Annualizing Your Net Pay

To turn a per-check net into an annual figure, multiply by your number of pay periods: 52 for weekly, 26 for biweekly, 24 for semi-monthly, 12 for monthly. Be careful not to mix biweekly (26) with semi-monthly (24) — a biweekly schedule produces two "extra" paychecks a year (the famous three-paycheck months), which can meaningfully change budgeting. Our pay frequency guide explains that math in detail.

Key Takeaways: Gross to Net Pay

Frequently Asked Questions

How do I calculate net pay from gross pay?

Subtract pre-tax deductions, then FICA (7.65%), federal income tax, and state income tax from gross. What remains is net (take-home) pay.

What is the difference between gross and net pay?
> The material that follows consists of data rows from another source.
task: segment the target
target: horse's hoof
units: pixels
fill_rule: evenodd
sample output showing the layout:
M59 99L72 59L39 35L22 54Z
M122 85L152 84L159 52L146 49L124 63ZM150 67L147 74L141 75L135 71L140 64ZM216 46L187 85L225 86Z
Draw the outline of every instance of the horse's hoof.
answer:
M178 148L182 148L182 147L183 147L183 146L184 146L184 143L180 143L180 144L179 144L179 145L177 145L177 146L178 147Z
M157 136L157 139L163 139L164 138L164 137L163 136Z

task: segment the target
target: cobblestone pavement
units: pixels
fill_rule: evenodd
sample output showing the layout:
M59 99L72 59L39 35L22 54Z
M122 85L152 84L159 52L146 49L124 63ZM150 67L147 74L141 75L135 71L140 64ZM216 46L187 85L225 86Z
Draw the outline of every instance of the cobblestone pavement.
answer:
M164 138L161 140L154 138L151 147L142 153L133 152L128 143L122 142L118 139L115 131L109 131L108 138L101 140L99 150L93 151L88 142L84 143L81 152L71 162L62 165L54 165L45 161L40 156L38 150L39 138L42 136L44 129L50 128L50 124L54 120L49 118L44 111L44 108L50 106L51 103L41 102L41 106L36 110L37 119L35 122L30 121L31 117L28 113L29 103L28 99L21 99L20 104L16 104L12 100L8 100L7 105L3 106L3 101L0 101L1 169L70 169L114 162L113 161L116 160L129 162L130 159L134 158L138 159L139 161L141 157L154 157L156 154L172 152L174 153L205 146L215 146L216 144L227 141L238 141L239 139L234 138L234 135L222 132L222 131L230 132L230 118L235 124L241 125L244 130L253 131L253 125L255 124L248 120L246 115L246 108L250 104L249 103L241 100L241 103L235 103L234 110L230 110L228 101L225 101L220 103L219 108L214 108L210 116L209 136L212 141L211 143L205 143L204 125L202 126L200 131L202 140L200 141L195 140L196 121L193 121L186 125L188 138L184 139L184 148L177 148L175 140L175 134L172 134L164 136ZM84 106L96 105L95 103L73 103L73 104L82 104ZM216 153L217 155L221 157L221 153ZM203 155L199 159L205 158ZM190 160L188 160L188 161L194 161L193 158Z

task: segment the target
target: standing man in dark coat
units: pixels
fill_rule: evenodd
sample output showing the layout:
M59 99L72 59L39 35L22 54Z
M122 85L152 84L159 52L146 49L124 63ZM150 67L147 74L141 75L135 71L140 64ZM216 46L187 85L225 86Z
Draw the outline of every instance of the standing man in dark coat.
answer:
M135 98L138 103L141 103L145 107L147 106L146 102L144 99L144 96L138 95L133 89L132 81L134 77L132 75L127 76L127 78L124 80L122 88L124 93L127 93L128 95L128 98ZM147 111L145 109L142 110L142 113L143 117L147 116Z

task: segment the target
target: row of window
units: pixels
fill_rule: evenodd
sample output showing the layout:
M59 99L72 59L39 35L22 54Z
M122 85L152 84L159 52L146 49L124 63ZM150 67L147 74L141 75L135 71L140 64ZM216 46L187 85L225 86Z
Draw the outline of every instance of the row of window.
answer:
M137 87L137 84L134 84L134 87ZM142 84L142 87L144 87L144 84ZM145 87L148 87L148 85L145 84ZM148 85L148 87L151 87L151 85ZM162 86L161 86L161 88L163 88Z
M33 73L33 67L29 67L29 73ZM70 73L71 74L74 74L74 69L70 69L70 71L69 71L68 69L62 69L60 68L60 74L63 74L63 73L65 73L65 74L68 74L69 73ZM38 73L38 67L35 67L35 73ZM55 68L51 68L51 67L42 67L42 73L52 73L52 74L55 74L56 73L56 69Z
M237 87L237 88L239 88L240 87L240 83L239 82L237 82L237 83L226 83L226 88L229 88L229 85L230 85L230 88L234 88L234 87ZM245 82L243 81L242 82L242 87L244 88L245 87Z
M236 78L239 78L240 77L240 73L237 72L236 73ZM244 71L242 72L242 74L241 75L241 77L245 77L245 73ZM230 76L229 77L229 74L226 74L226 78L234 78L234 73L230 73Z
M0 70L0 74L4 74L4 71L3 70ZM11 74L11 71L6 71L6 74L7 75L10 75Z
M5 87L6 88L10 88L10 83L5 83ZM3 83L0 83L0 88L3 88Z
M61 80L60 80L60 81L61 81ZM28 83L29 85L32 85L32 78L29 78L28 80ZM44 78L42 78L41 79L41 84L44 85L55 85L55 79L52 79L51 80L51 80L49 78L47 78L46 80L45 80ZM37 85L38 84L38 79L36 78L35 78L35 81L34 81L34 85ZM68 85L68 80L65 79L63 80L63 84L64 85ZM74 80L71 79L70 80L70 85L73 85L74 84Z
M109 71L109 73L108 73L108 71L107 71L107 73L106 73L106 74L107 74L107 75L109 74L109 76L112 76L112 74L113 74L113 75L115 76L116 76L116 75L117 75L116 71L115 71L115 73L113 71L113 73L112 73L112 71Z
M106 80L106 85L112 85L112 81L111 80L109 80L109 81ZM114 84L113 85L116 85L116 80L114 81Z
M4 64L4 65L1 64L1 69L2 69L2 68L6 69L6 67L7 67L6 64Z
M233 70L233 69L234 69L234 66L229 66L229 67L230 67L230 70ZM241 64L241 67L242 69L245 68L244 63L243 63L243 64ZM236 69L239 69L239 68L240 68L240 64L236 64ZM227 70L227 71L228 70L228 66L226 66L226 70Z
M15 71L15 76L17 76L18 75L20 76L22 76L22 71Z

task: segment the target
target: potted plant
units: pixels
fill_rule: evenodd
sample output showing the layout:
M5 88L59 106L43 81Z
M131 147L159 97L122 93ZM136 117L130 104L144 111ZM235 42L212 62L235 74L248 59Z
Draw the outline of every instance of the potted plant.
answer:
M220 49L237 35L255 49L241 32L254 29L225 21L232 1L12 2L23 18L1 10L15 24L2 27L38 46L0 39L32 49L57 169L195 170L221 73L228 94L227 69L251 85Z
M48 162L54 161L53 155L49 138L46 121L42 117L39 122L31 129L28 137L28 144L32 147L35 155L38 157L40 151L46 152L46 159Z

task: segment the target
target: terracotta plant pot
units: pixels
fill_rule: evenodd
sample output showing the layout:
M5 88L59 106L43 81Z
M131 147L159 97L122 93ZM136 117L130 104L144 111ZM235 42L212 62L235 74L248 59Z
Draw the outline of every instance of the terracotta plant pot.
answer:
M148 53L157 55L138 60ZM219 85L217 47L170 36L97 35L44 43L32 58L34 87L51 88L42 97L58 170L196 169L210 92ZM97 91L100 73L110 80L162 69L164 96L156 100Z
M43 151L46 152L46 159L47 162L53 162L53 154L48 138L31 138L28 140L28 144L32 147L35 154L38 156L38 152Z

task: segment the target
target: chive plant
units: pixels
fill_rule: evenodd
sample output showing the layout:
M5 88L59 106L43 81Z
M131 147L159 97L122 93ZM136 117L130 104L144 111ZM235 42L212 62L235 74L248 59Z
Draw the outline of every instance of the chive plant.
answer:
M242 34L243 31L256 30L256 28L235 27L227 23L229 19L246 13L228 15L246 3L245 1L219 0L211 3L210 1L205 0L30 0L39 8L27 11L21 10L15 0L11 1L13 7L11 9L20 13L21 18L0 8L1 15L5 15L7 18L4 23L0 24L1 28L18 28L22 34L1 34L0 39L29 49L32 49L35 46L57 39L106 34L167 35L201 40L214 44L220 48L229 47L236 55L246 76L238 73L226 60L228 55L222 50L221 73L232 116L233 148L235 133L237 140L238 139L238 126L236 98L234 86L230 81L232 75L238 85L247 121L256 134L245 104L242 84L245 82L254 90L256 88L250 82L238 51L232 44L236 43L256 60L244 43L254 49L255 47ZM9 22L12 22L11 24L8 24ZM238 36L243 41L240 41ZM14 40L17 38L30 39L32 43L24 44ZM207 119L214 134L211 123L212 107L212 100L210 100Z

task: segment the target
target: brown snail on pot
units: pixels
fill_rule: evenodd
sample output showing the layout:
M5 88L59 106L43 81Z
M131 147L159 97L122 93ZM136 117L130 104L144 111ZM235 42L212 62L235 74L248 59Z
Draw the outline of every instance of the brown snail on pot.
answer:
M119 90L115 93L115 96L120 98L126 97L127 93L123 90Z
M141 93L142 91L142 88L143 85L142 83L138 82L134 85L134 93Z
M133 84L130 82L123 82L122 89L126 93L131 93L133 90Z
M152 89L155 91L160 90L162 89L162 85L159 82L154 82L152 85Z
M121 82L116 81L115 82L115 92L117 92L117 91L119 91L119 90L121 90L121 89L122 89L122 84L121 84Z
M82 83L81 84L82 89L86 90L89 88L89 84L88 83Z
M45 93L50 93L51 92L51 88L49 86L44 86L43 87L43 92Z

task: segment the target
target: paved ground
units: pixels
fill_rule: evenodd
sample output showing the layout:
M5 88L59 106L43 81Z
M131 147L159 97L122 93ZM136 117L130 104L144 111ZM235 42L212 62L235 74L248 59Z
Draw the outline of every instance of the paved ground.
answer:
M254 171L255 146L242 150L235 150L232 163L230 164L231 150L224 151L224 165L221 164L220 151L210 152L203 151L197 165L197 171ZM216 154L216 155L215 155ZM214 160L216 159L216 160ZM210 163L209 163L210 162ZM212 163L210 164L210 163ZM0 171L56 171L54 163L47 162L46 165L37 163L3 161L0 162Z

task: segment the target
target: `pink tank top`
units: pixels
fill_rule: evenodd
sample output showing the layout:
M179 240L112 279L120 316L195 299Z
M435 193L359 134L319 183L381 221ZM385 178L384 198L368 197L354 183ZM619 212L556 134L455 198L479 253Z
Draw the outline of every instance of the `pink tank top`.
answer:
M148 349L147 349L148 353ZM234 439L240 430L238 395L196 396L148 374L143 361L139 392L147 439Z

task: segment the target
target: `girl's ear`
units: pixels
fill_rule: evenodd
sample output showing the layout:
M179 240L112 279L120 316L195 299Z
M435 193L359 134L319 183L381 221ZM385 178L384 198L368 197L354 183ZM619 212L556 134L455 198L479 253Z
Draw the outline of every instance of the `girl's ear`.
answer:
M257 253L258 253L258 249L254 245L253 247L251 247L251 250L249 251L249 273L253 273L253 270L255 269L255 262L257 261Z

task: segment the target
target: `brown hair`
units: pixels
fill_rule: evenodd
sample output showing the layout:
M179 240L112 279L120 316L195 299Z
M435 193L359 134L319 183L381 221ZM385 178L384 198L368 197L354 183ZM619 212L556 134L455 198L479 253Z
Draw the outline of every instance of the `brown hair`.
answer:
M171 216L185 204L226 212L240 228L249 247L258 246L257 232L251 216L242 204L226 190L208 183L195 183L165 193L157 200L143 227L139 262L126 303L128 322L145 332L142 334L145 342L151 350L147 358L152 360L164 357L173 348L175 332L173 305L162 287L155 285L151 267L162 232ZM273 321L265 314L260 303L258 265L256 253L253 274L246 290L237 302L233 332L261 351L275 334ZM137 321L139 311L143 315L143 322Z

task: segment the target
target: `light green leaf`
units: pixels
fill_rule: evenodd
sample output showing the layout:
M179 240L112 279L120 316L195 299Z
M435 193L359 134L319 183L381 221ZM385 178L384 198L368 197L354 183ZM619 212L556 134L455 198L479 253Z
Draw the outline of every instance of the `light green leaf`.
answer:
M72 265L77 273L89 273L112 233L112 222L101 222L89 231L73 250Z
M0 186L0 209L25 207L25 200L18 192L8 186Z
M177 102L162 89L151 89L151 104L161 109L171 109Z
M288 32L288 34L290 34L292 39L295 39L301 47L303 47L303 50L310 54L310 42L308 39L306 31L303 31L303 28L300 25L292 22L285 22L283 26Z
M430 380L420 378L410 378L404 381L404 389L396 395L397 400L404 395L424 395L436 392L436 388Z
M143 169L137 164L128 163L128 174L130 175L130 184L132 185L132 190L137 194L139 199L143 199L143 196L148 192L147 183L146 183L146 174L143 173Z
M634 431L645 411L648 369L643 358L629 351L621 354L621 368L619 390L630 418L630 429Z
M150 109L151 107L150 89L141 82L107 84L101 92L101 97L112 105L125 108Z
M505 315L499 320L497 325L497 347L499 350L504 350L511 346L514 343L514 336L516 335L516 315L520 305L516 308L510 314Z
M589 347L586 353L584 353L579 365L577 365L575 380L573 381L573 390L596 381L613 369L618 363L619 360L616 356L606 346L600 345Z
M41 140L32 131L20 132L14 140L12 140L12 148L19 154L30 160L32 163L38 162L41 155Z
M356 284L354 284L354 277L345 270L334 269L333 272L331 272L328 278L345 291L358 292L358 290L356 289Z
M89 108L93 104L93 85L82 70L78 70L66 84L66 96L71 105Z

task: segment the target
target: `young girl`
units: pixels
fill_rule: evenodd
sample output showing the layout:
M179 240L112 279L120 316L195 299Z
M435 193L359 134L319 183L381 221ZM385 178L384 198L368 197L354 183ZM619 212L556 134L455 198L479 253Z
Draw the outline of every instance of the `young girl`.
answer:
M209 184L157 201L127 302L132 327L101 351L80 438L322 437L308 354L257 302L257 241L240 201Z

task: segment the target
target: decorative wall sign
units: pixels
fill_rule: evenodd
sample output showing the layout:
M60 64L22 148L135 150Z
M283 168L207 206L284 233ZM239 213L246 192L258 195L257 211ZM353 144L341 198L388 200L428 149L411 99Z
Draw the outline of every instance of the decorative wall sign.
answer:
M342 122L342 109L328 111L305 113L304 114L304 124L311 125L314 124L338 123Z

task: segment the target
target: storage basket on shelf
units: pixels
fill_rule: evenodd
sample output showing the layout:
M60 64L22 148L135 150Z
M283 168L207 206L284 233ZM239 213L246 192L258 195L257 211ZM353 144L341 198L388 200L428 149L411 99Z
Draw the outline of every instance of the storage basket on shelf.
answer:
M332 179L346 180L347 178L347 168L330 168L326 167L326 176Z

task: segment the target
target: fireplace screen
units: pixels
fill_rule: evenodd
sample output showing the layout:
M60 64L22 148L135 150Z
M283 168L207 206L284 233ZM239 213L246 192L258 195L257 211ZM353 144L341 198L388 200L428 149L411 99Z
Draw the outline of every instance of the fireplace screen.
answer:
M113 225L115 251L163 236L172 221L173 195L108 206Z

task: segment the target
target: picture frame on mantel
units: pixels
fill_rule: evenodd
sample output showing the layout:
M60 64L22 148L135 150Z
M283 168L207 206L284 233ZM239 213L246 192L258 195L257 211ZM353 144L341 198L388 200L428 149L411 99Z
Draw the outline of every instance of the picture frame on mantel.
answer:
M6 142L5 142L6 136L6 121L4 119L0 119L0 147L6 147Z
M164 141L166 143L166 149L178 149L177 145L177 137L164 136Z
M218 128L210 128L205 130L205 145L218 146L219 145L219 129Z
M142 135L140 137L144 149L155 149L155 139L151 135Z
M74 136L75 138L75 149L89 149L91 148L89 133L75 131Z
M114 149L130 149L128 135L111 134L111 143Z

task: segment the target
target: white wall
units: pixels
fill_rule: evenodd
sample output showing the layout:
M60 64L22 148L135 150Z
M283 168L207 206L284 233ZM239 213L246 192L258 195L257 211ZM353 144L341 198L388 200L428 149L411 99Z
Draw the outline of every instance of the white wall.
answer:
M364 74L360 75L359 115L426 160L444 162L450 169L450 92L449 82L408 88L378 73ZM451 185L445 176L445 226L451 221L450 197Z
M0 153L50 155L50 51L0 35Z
Gross is total earnings before deductions; net is what you take home after taxes and deductions, typically 20–35% lower.

Do pre-tax deductions lower my taxes?

Yes. They reduce the wages taxes are computed on. Health/HSA lower income tax and FICA; traditional 401(k) lowers income tax but not FICA.

Why is my net pay lower than I expected?

Usually FICA (a fixed 7.65%), state/local taxes, and benefit deductions like health insurance, plus your W-4 withholding choices.